It’s 1 p.m and your boss comes to you with some data and asks you to create some Tableau dashboards by day’s end. You open the data in Tableau and find that the data is in ‘wide’ format, preventing you from making some important visualizations. For instance, you wanted a line chart with different line plots for variables and wanted time for the x-axis (a.k.a. time series). What can you do besides manually cut/pasting values?
If you don’t know what I’m talking about, look at this wikipedia entry on Wide and narrow data. For instance, if you were handed data that was in the form of an excel pivot table, it’s likely that the data is in wide format.
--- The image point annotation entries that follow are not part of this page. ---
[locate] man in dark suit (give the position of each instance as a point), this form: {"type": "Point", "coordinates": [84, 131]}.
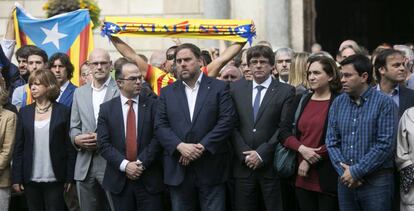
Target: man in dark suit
{"type": "Point", "coordinates": [390, 72]}
{"type": "Point", "coordinates": [126, 140]}
{"type": "Point", "coordinates": [195, 117]}
{"type": "Point", "coordinates": [261, 105]}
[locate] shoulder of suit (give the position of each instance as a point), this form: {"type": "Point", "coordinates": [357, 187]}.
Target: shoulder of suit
{"type": "Point", "coordinates": [6, 114]}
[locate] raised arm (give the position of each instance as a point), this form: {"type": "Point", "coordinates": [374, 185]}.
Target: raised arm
{"type": "Point", "coordinates": [129, 53]}
{"type": "Point", "coordinates": [215, 66]}
{"type": "Point", "coordinates": [9, 41]}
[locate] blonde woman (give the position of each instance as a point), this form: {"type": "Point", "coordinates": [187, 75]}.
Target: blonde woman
{"type": "Point", "coordinates": [7, 131]}
{"type": "Point", "coordinates": [44, 158]}
{"type": "Point", "coordinates": [297, 74]}
{"type": "Point", "coordinates": [405, 159]}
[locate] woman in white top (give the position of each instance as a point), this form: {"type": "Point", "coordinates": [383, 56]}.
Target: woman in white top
{"type": "Point", "coordinates": [44, 158]}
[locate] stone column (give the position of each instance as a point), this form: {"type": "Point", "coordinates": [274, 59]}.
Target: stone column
{"type": "Point", "coordinates": [215, 9]}
{"type": "Point", "coordinates": [277, 23]}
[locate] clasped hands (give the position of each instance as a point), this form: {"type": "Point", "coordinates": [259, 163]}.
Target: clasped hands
{"type": "Point", "coordinates": [86, 141]}
{"type": "Point", "coordinates": [134, 170]}
{"type": "Point", "coordinates": [189, 152]}
{"type": "Point", "coordinates": [252, 159]}
{"type": "Point", "coordinates": [347, 179]}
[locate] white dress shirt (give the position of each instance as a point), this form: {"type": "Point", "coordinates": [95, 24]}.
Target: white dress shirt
{"type": "Point", "coordinates": [8, 47]}
{"type": "Point", "coordinates": [125, 109]}
{"type": "Point", "coordinates": [98, 96]}
{"type": "Point", "coordinates": [191, 94]}
{"type": "Point", "coordinates": [265, 84]}
{"type": "Point", "coordinates": [62, 89]}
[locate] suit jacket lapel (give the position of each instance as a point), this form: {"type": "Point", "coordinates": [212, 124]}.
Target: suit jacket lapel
{"type": "Point", "coordinates": [111, 90]}
{"type": "Point", "coordinates": [182, 100]}
{"type": "Point", "coordinates": [248, 108]}
{"type": "Point", "coordinates": [203, 91]}
{"type": "Point", "coordinates": [88, 99]}
{"type": "Point", "coordinates": [142, 107]}
{"type": "Point", "coordinates": [267, 98]}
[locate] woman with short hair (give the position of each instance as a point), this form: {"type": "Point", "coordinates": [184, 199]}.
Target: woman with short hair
{"type": "Point", "coordinates": [44, 158]}
{"type": "Point", "coordinates": [304, 132]}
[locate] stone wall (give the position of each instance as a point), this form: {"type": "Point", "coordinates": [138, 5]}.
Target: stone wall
{"type": "Point", "coordinates": [287, 31]}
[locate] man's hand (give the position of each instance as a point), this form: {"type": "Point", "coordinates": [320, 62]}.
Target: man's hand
{"type": "Point", "coordinates": [184, 161]}
{"type": "Point", "coordinates": [86, 141]}
{"type": "Point", "coordinates": [133, 170]}
{"type": "Point", "coordinates": [347, 179]}
{"type": "Point", "coordinates": [190, 151]}
{"type": "Point", "coordinates": [18, 187]}
{"type": "Point", "coordinates": [303, 168]}
{"type": "Point", "coordinates": [309, 154]}
{"type": "Point", "coordinates": [252, 159]}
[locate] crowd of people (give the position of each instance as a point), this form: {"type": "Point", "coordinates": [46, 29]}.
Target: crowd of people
{"type": "Point", "coordinates": [192, 129]}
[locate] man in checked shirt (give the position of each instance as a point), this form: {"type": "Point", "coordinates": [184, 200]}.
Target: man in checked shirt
{"type": "Point", "coordinates": [361, 139]}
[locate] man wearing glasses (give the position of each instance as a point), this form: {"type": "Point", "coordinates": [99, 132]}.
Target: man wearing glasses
{"type": "Point", "coordinates": [261, 104]}
{"type": "Point", "coordinates": [134, 171]}
{"type": "Point", "coordinates": [90, 166]}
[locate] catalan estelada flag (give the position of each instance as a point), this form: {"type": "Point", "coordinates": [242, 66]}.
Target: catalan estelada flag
{"type": "Point", "coordinates": [222, 29]}
{"type": "Point", "coordinates": [69, 33]}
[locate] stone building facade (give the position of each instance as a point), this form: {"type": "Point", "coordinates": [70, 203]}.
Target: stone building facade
{"type": "Point", "coordinates": [281, 22]}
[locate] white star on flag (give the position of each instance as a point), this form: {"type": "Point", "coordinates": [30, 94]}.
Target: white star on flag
{"type": "Point", "coordinates": [242, 30]}
{"type": "Point", "coordinates": [112, 28]}
{"type": "Point", "coordinates": [53, 35]}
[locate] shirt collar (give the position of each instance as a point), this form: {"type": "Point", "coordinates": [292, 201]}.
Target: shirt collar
{"type": "Point", "coordinates": [265, 83]}
{"type": "Point", "coordinates": [103, 86]}
{"type": "Point", "coordinates": [364, 97]}
{"type": "Point", "coordinates": [63, 87]}
{"type": "Point", "coordinates": [124, 99]}
{"type": "Point", "coordinates": [396, 90]}
{"type": "Point", "coordinates": [197, 82]}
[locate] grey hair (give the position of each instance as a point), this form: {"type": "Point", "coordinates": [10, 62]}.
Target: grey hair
{"type": "Point", "coordinates": [284, 50]}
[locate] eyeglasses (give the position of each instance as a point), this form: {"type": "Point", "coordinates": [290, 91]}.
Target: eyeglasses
{"type": "Point", "coordinates": [170, 56]}
{"type": "Point", "coordinates": [257, 61]}
{"type": "Point", "coordinates": [96, 64]}
{"type": "Point", "coordinates": [132, 78]}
Let’s look at a sample dataset that is in wide format. The dataset called airquality comes preloaded with R.
data(airquality)
head(airquality)
## Ozone Solar.R Wind Temp Month Day
## 1 41 190 7.4 67 5 1
## 2 36 118 8.0 72 5 2
## 3 12 149 12.6 74 5 3
## 4 18 313 11.5 62 5 4
## 5 NA NA 14.3 56 5 5
## 6 28 NA 14.9 66 5 6
The long format for this dataframe will combine the Ozone, Solar.R, Wind and Temp columns into one column and the ‘primary key’ for the dataset will be the combination of month and day. To do this, we will need the reshape2 package. If you don’t already have this package install it:
install.packages('reshape2')
The conversion from long to wide gets done with the melt function. In the code below, I specify the dataset, the variables that remain the same and also specify the creation of a new variable called Values.
library(reshape2)
aql.long <- melt(airquality, # specify dataset
id.vars = c("Month", "Day"), # ID variables are the variables that remain the same
variable.name = "Factors", # this names the new created variable
value.name = "Values") # and fills it with the values
Now we’re in long format:
subset(aql.long, !duplicated(aql.long$Factors))
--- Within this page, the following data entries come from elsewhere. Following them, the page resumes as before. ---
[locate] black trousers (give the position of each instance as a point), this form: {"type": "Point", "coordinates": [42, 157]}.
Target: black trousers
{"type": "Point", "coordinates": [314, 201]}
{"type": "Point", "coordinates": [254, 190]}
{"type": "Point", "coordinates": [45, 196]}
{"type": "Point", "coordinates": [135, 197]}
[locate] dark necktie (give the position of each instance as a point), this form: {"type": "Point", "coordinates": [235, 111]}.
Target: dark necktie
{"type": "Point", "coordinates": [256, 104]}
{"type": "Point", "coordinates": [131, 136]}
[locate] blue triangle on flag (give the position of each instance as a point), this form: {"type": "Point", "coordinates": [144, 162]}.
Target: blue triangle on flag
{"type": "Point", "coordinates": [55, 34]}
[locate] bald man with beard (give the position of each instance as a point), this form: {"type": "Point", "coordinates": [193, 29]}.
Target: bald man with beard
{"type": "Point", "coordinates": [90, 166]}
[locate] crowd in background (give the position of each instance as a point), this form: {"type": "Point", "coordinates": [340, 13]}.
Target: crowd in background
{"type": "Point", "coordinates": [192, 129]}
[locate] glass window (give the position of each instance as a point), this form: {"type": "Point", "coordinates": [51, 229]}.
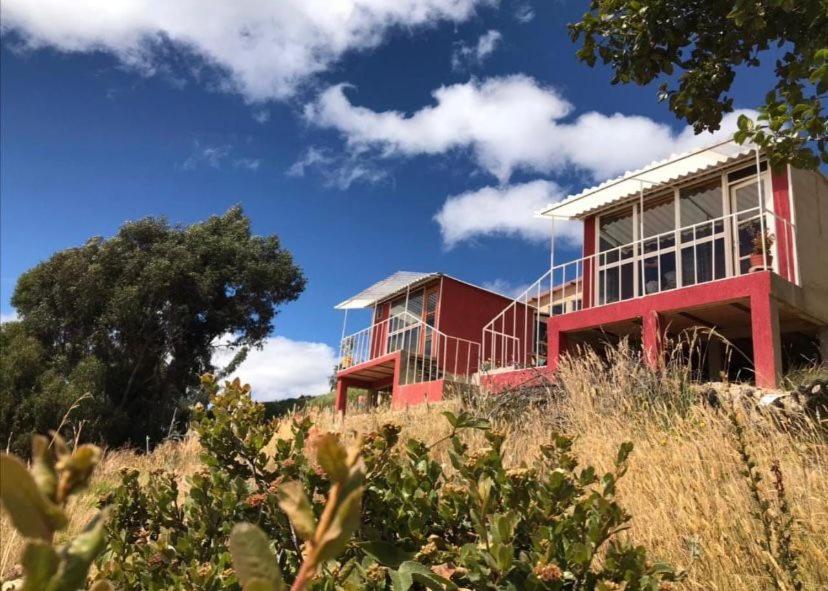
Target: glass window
{"type": "Point", "coordinates": [615, 229]}
{"type": "Point", "coordinates": [700, 203]}
{"type": "Point", "coordinates": [659, 216]}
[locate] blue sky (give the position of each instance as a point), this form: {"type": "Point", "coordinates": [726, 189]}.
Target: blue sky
{"type": "Point", "coordinates": [113, 117]}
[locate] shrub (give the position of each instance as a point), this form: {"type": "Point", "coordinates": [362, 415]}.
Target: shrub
{"type": "Point", "coordinates": [474, 524]}
{"type": "Point", "coordinates": [36, 499]}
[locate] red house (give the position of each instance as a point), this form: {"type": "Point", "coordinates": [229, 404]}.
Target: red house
{"type": "Point", "coordinates": [710, 239]}
{"type": "Point", "coordinates": [424, 335]}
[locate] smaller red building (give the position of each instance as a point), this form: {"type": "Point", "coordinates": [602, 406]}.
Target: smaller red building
{"type": "Point", "coordinates": [424, 337]}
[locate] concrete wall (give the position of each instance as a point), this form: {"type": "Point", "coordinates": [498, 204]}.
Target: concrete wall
{"type": "Point", "coordinates": [810, 199]}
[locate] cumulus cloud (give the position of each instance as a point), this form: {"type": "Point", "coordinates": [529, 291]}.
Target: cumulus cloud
{"type": "Point", "coordinates": [507, 288]}
{"type": "Point", "coordinates": [508, 124]}
{"type": "Point", "coordinates": [524, 14]}
{"type": "Point", "coordinates": [217, 157]}
{"type": "Point", "coordinates": [504, 211]}
{"type": "Point", "coordinates": [465, 55]}
{"type": "Point", "coordinates": [337, 170]}
{"type": "Point", "coordinates": [261, 49]}
{"type": "Point", "coordinates": [283, 368]}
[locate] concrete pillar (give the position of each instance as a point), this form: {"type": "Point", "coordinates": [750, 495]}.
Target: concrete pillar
{"type": "Point", "coordinates": [715, 358]}
{"type": "Point", "coordinates": [341, 395]}
{"type": "Point", "coordinates": [555, 344]}
{"type": "Point", "coordinates": [767, 348]}
{"type": "Point", "coordinates": [823, 343]}
{"type": "Point", "coordinates": [652, 339]}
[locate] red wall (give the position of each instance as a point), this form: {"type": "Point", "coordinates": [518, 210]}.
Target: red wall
{"type": "Point", "coordinates": [466, 309]}
{"type": "Point", "coordinates": [783, 231]}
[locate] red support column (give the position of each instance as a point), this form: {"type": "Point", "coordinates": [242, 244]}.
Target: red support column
{"type": "Point", "coordinates": [341, 395]}
{"type": "Point", "coordinates": [767, 349]}
{"type": "Point", "coordinates": [555, 344]}
{"type": "Point", "coordinates": [652, 340]}
{"type": "Point", "coordinates": [588, 269]}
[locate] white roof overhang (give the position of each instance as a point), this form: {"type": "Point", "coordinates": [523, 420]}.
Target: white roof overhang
{"type": "Point", "coordinates": [651, 177]}
{"type": "Point", "coordinates": [395, 283]}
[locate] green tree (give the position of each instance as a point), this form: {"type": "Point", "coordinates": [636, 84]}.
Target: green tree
{"type": "Point", "coordinates": [694, 48]}
{"type": "Point", "coordinates": [135, 319]}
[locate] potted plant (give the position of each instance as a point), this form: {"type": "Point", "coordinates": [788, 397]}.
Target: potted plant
{"type": "Point", "coordinates": [761, 257]}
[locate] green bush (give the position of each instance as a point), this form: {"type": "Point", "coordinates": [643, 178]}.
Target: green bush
{"type": "Point", "coordinates": [475, 525]}
{"type": "Point", "coordinates": [35, 499]}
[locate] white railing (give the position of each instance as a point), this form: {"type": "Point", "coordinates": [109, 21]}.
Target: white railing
{"type": "Point", "coordinates": [699, 253]}
{"type": "Point", "coordinates": [427, 353]}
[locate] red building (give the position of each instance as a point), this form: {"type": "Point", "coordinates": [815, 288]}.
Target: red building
{"type": "Point", "coordinates": [711, 239]}
{"type": "Point", "coordinates": [424, 335]}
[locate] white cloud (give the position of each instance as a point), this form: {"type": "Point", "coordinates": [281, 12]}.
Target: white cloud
{"type": "Point", "coordinates": [283, 368]}
{"type": "Point", "coordinates": [262, 49]}
{"type": "Point", "coordinates": [340, 171]}
{"type": "Point", "coordinates": [508, 123]}
{"type": "Point", "coordinates": [261, 116]}
{"type": "Point", "coordinates": [505, 211]}
{"type": "Point", "coordinates": [507, 288]}
{"type": "Point", "coordinates": [524, 14]}
{"type": "Point", "coordinates": [465, 55]}
{"type": "Point", "coordinates": [216, 157]}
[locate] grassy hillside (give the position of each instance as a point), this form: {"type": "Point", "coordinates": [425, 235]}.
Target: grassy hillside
{"type": "Point", "coordinates": [691, 504]}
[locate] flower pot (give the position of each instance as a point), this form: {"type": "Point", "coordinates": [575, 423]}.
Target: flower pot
{"type": "Point", "coordinates": [757, 262]}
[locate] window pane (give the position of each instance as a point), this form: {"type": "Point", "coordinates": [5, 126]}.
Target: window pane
{"type": "Point", "coordinates": [659, 216]}
{"type": "Point", "coordinates": [701, 203]}
{"type": "Point", "coordinates": [615, 229]}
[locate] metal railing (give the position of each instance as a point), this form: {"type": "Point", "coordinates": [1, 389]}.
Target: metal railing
{"type": "Point", "coordinates": [427, 353]}
{"type": "Point", "coordinates": [708, 251]}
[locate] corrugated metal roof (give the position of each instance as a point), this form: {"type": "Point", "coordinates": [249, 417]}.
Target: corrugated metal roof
{"type": "Point", "coordinates": [382, 289]}
{"type": "Point", "coordinates": [652, 176]}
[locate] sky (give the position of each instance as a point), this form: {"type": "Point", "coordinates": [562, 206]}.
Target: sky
{"type": "Point", "coordinates": [371, 136]}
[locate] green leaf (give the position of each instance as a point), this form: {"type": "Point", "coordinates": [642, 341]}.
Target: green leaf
{"type": "Point", "coordinates": [39, 562]}
{"type": "Point", "coordinates": [32, 514]}
{"type": "Point", "coordinates": [386, 553]}
{"type": "Point", "coordinates": [403, 578]}
{"type": "Point", "coordinates": [344, 523]}
{"type": "Point", "coordinates": [77, 556]}
{"type": "Point", "coordinates": [253, 561]}
{"type": "Point", "coordinates": [332, 457]}
{"type": "Point", "coordinates": [294, 502]}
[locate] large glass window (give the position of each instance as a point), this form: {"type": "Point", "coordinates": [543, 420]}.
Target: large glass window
{"type": "Point", "coordinates": [403, 329]}
{"type": "Point", "coordinates": [658, 265]}
{"type": "Point", "coordinates": [702, 254]}
{"type": "Point", "coordinates": [616, 229]}
{"type": "Point", "coordinates": [615, 261]}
## Month Day Factors Values
## 1 5 1 Ozone 41.0
## 154 5 1 Solar.R 190.0
## 307 5 1 Wind 7.4
## 460 5 1 Temp 67.0
What if you wanted to go the other way around? You do so by using the dcast function. Here, you need to specify the following:
# Converting dataframe to wide format
airquality2 <- dcast(aql.long, Month+Day ~ Factors, # left of "~" : variables that stay the same, right of "~" : variables to convert to rows
value.var="Values") # data that goes into new columns
and:
head(airquality2)
## Month Day Ozone Solar.R Wind Temp
## 1 5 1 41 190 7.4 67
## 2 5 2 36 118 8.0 72
## 3 5 3 12 149 12.6 74
## 4 5 4 18 313 11.5 62
## 5 5 5 NA NA 14.3 56
## 6 5 6 28 NA 14.9 66